Thursday, September 27, 2007

Creativity, Postcards, Love, and Thoughts



I had appetizers and a glass of wine with a coworker this evening. We explored what love and intimacy would be like for me. I have experienced them in the forms of friendship and familial love but the true deep intimacy of partnership, no.
Do I even know what that would like? Do I even really want to know?
I'm not sure.



Did you know that 80 percent of newly infected HIV cases are are heterosexual married and monagomous women? That's why the United States is supporting abstinence-only HIV programs.



Have I ever told you that it is because of you that I understand the words "Feminism" and "Social Justice?" By the age of 6, I already knew that I believed in both.
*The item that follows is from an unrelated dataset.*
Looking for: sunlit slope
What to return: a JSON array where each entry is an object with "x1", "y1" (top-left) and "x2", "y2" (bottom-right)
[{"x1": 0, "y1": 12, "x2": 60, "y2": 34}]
I cannot have how I want...
I can imagine what I've seen.
Then what I haven't. Although not easily, not quite without effort,...
Or only is so in my head where what has never can.
-Rebecca Brown



I went to see a play called "Birth" the other day. It was a bit like the Vagina Monologues except that it was about birth. A friend of mine was in it and I wanted to support her. The howling labor pains and the epistiotomy were hard for me to take. If I hadn't been in a middle seat, I wouldn't have been able to stay in my seat. I could much more easily listen to the fake orgasm sounds of the "Monologues."

Days earlier I had made a postcard with a picture of a Mayan woman giving birth. I had meant to write "nunca mas" but messed up and wrote "nada mas," "no more." "Nunca mas" means "never again" and was the name of Guatemala's Historical Memory project. As far as I am concerned, it also applies to childbirth. However in my case, it's just plain "nunca," "never."



And another "thank you" to Wendy...

2 comments:

Wendy said...

This is a beautiful post, M, for many reasons...your art, your words, your truth.

Yes, the howling of labor, well put, dear M. When I gave birth to Satch I felt like an animal...a human animal. It both was earthy, and otherworldly. I howled, oh yes I howled. I gave my body permission to do what it knows and I trusted that my body knew what it was doing because my mind sure didn't. The howling was a release of something so intense that it defies description, a sensation so consuming that it literally drove me to my knees. It was as if nature itself was saying, "Mother, you are about to experience the miraculous...a new life is about to come through you...something that monumental is going to be intense...it has to be so you'll remember it". There were many times in those loooong twelve hours that I thought I would not survive, that I was a fool to think I could do it. I howled and the world split in two. Giving birth made me fall in love with my female body, it made me realize that the female body is like a doorway to this world. Never have I felt so exhausted, never have I felt so powerful.

For me once is enough...Nunca Mas!

There are many different intimacies to experience, many different loves...may you experience all that you seek and feel full.

I adore you,
W

margaret said...

Wendy,
Even reading your post made me queezy. Call me a coward but I would rather go to a war zone than give birth. I do have a huge appreciation for women that do though. Such a connection to one's body to the essential of what is life.